If you didn’t follow social media news this past week, you wouldn’t be the only one. What with all the sturm und drang over the government shutdown, the looming debt ceiling
crisis, and a positive cornucopia of political posturing available 24/7 all week long, who could even pay attention to Facebook, or Google, or even Twitter’s IPO?
Still, there was some
social media news that managed to catch my eye, amazingly enough. And that’s that Google is moving into the same
“endorsement” social ad territory currently employed by Facebook. In other words, don’t feign shock if your mug suddenly pops up when your friends are in Google Plus or Google
Play endorsing something that once, in a moment of wild impulse, you decided that you were going to let the world know you liked.
While the point of social advertising like this certainly
is to use the power of word-of-mouth to ignite interest in a brand, there’s something persistently icky about this kind of endorsement, one in which a platform uses your proverbial
thumbs-up for the potential betterment of itself and the advertiser, but not really you. Sometimes it saddens me that one of the key facts I know about one of my far-flung Facebook friends is that he
likes FAGE yogurt. I, do, too, but is this really how Michael wants to be remembered? And what on earth did he get out of the ad?
One answer is that he got unfettered access to Facebook,
which, I often point out is a free service, so we should all quit whining about ads. So let’s look at these types of social ads from another perspective, from the vantage point of the
advertisers and platforms that support the form. Are these ads really worth the price of admission: potentially alienating users who had no idea that their data and images were going to be used
in this way? (Seriously, who reads deep enough into the terms of service to realize this is happening? It’s the kind of thing that users only realize after the fact.)
And, do these types
of social ads really have the same kind of word-of-mouth power as a conversation, on platform or off, between two friends about a product?

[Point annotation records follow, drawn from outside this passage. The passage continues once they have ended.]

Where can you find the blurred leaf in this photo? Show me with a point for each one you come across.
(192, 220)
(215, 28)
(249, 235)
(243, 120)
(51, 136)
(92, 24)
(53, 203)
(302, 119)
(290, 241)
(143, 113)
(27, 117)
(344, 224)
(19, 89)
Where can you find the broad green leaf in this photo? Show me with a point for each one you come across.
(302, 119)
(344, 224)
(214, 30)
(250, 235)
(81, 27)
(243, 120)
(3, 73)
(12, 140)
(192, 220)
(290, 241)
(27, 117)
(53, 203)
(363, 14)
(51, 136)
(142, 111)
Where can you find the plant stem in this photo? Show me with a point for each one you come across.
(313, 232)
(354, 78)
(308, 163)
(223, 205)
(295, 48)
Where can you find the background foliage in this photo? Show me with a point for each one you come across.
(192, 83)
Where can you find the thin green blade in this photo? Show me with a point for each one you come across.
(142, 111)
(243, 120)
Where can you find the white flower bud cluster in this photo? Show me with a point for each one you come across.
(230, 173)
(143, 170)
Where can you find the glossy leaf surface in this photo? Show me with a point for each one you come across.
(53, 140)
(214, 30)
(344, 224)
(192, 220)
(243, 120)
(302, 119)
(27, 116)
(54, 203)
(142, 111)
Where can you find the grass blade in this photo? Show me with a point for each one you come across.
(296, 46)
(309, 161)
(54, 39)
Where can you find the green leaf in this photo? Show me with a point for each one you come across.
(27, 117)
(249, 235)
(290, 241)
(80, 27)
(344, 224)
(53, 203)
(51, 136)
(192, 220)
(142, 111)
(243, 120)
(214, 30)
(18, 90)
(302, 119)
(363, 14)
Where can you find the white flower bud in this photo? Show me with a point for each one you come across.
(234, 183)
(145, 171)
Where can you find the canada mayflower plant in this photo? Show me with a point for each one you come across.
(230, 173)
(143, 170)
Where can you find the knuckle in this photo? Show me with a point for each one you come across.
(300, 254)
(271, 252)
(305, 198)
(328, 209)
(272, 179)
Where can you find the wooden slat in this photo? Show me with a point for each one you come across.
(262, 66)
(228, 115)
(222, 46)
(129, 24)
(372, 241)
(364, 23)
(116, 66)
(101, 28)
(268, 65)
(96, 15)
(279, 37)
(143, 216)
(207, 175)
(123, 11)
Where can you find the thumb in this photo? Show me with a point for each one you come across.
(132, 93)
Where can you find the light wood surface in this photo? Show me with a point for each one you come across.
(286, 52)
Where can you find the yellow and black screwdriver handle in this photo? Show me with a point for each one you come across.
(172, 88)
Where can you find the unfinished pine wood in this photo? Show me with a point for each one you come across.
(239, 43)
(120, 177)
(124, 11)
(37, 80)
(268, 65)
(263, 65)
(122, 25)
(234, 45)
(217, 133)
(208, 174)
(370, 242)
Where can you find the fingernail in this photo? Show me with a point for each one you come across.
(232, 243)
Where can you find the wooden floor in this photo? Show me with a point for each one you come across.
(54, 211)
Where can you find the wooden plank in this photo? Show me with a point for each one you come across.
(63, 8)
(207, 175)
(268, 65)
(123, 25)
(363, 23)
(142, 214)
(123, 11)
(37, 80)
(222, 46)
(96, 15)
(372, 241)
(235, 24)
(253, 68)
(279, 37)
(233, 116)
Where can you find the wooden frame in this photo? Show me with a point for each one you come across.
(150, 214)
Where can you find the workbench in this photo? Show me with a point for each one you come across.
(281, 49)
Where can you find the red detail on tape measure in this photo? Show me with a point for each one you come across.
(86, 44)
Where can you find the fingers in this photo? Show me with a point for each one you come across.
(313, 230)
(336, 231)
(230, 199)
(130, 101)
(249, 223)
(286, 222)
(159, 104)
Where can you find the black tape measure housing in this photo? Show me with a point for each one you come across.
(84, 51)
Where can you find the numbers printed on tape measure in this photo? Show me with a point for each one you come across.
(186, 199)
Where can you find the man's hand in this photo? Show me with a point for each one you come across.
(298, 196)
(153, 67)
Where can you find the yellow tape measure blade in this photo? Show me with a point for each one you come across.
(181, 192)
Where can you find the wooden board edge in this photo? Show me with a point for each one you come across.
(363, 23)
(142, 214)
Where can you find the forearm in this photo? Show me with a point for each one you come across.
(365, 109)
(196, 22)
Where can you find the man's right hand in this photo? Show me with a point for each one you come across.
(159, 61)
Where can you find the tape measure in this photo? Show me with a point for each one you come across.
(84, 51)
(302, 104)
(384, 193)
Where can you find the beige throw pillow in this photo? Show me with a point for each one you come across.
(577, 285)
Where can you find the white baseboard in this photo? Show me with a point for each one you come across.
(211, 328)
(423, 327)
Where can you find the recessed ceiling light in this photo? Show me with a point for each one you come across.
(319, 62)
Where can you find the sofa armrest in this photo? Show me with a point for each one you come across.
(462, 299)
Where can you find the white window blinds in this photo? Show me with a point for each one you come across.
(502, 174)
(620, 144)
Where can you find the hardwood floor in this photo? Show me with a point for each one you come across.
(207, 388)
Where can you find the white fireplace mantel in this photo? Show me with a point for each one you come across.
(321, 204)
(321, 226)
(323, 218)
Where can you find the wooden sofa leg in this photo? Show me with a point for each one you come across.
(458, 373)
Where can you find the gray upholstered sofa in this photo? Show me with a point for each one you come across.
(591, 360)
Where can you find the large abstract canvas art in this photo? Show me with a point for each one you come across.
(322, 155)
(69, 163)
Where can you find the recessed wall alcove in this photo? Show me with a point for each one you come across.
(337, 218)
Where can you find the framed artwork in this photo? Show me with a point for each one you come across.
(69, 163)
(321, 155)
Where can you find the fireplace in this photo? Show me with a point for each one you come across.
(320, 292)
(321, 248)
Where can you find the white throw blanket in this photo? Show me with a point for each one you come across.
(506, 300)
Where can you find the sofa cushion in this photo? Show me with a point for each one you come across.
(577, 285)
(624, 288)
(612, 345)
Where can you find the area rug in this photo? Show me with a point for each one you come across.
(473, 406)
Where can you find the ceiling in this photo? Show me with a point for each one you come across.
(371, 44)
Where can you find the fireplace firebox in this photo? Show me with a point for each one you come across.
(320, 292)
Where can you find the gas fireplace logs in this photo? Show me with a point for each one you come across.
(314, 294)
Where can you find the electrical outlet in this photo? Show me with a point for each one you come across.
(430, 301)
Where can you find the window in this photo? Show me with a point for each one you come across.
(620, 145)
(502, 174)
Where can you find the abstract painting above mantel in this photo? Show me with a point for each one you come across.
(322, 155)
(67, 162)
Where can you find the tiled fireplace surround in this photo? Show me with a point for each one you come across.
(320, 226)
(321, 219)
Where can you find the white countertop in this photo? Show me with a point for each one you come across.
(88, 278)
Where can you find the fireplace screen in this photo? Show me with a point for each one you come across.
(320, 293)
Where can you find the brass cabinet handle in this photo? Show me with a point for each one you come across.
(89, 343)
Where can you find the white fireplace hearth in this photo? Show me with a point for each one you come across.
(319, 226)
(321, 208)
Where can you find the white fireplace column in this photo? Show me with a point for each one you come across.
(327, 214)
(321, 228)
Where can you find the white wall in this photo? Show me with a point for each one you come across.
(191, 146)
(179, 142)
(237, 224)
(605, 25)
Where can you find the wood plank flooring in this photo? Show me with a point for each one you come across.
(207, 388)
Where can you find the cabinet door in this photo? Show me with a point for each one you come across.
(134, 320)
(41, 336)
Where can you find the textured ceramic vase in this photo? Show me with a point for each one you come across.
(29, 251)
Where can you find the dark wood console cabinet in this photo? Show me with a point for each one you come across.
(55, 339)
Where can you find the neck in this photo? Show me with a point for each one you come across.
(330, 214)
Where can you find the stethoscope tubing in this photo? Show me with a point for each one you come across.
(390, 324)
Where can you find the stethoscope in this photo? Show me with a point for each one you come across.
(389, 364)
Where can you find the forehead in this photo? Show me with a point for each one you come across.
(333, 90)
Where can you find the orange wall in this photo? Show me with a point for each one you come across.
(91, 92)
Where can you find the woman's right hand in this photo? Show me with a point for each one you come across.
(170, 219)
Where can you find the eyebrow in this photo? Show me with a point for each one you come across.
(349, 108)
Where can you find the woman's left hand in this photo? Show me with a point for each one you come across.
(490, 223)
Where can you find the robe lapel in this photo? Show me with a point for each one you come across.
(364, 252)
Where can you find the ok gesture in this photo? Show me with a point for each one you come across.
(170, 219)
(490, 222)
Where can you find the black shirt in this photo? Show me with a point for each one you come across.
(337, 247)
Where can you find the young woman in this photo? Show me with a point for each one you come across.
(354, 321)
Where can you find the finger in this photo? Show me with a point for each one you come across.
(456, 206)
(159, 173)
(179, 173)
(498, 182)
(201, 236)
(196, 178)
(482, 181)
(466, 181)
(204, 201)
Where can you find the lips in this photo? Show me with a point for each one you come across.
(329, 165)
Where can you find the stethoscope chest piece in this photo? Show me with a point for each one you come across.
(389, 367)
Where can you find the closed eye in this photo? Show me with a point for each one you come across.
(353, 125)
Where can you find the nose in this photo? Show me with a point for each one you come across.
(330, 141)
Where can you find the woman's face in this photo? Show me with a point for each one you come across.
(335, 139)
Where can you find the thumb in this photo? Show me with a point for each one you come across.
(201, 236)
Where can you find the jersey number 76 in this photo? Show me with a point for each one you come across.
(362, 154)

I think not. While individual users may be blithely
ignorant of the fact that their likenesses sometimes show up endorsing products they’ve liked, they are much less naïve when they see a friend of theirs “endorsing” a brand in
an ad on a social platform. Only a fool would think that contracts were signed between FAGE yogurt and Michael before he popped up as what appears to be one of its biggest fans. That essentially means
that these ads aren’t word-of-mouth at all, but word-of-click; instead of person-to-person information, it’s person-to-platform-to-person, and that’s a different beast.
This
practice won’t stop any time soon, particularly if the ROI, at least on a campaign-by-campaign basis, works. But the downside of this kind of social ad is more long-term: the more we users are
used as endorsers, the less likely we are to commit to “liking” anything, at least in the very public nature of a social platform.